L’evangelista aveva allora composto un montaggio letterario, unendo all’episodio di Cesarea un altro racconto che conteneva l’elogio per la fede di Pietro, divenuta ormai la fede della Chiesa. Il primo episodio è ambientato a Cesarea e si svolse secondo il racconto di Marco e di Luca, che non riferiscono però l’elogio e la promessa fatta a Pietro; il secondo episodio avvenne in altra circostanza a noi sconosciuta. Forse non andremmo lontano, se lo collocassimo dopo Pasqua, qualche tempo prima del conferimento del primato allo stesso Pietro con l’immagine del pastore chiamato a pascere gli agnelli e le pecore di Cristo (Gv 21,15-17). Pietro aveva acquisito una fede più matura dopo le apparizioni di Cristo risorto. Gesù era comparso per primo proprio a lui (Lc 24,34; 1 Cor 15,5) ed egli aveva potuto completare la prima professione fatta a Cesarea di Filippo, con l’aggiunta che Gesù non era solo il Messia atteso da Israele, ma “il Figlio del Dio vivente”.

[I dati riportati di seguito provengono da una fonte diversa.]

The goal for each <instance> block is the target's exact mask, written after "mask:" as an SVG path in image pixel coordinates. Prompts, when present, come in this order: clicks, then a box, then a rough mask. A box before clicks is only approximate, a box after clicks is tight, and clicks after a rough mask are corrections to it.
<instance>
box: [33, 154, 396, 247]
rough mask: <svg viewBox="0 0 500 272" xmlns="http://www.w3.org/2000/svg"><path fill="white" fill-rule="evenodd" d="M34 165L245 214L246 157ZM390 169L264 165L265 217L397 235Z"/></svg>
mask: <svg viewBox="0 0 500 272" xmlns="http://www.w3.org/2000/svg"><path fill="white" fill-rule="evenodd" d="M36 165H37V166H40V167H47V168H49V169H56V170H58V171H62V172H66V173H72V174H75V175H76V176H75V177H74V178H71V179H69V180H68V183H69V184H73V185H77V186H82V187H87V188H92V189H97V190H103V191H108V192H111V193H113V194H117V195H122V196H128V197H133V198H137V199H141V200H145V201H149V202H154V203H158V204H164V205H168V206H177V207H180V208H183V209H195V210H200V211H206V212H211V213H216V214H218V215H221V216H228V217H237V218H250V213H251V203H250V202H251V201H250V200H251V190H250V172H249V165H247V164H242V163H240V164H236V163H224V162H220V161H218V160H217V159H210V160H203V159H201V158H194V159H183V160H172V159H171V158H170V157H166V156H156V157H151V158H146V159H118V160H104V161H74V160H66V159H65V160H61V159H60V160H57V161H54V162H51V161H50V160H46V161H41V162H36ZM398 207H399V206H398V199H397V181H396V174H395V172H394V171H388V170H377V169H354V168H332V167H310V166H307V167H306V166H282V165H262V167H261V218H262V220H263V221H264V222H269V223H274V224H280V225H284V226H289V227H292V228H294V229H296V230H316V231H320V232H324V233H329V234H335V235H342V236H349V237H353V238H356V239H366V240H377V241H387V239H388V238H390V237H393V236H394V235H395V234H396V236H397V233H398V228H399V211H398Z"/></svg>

Tommaso davanti al risorto aveva confessato: “Signore mio e Dio mio!” (Gv 20,28). Pietro deve aver detto parole simili davanti al suo Signore tornato in vita, come aveva promesso. Lo riconosceva vivo perché “Figlio del Dio vivente”, sul quale la morte non ha potere. Del resto sul Tabor, pochi giorni prima, aveva ascoltato la rivelazione del Padre che, dalla nube, aveva detto: “Questi è il Figlio mio prediletto nel quale mi sono compiaciuto. Ascoltatelo” (Mt 17,5). Durante l’ultima cena, rispondendo a Filippo, Gesù aveva squarciato il mistero della sua personalità divina con parole chiare: “Da tanto tempo sono con voi e tu non mi hai conosciuto, Filippo? Chi ha visto me ha visto il Padre…non credi che io sono nel Padre e il Padre è in me?… Il Padre che è in me compie le sue opere” (Gv 14,9s).

La mattina di Pasqua era venuta Maria di Magdala a riferire le parole del risorto: “Vai dai miei fratelli e di’ loro: io salgo al Padre mio e padre vostro, Dio mio e Dio vostro” (Gv 20,17). Simon Pietro, figlio di Giovanni, ormai era certo: Gesù era il Figlio del Dio vivente, disceso in terra per salvare gli uomini dal peccato e dalla morte. Ora Gesù poteva spiegargli perché gli aveva cambiato nome il giorno in cui lo vide la prima volta. Allora, guardandolo negli occhi curiosi, gli aveva detto: “Tu sei Simone, il Figlio di Giovanni, ti chiamerai Kepha (che vuol dire Pietro)” (Gv 1,42). Adesso gli chiariva: “Tu sei Petro, perché su questa pietra io edificherò la mia Chiesa”. Gesù intendeva dire innanzi tutto che sulla fede di Pietro, espressa sotto l’ispirazione del Padre che è nei cieli, fondava la fede di tutta la chiesa nel presente e nel futuro. Ogni pietra viva, edificata sulla roccia di Pietro, deve confessare la fede che questi confessò. Siamo figli di quella fede, la fede apostolica. Non possiamo modificarla né ignorarla.